The camera, even with a panoramic shot could not fully show the sheer size of the textile mills of the New England area. This is the mill Phillipe Lemay worked in. His story was set down and preserved by the American Life Histories project carried out between 1936 and 1940. [The story is available at http://lcweb2.loc.gov/ammem/wpaquery.html; just enter French Canadians in the search engine].
Phillipe Lemay was born in St Eprem dUpton on June 29, 1956. His parents were poor farmers that had fourteen children of which he was the fourth. They emigrated to the United States in 1864. The family sold all of their household possessions in order to afford the trip to Lowell. Their trip by train from St. Ephrem to Lowell took them five days. When they arrived, they literally owned only the clothes on their backs. Despite the opposition of his father, who would have wished for Philippe to go to school, he started work at only eight years old in the Lawrence mill of Lowell. There he worked from six in the morning to six at night for less than fifty cents a day as a bagboy and doffer.
In 1875, his parents returned to the farm. Eventually they were to return to factory life, and his father died of a work-related accident when 80 years old!

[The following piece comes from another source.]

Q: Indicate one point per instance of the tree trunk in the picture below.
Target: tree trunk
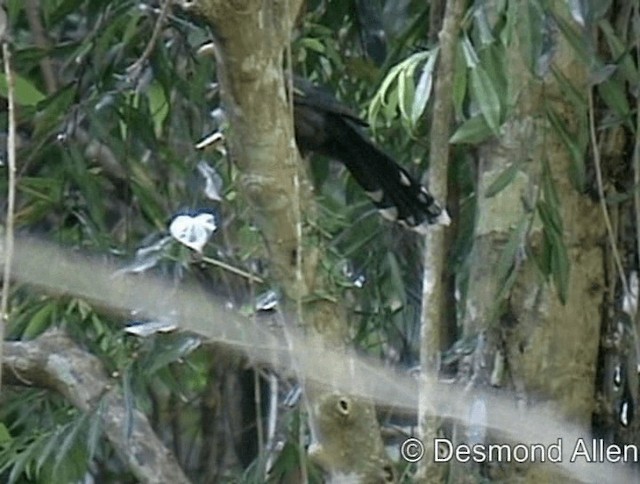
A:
(528, 341)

Slowly, despite numerous difficulties, Philippe was to rise at the mill: by the late seventies he was a third hand on spinning machines, earning $2.00 a day; in 1881, he was promoted second hand and in 1901, he became an overseer in the No. 1 spinning mill, the first French Canadian to have such a position in his mill. Ordinarily, such a position went to anglophones of British or Irish origins. He continued to work at the mills for sixty years until ill health forced him to retire in 1924
All of his life, he remained grateful for the opportunity that his employers had given to him, and he mentioned with pride that they had given to him one month extra salary upon his retirement.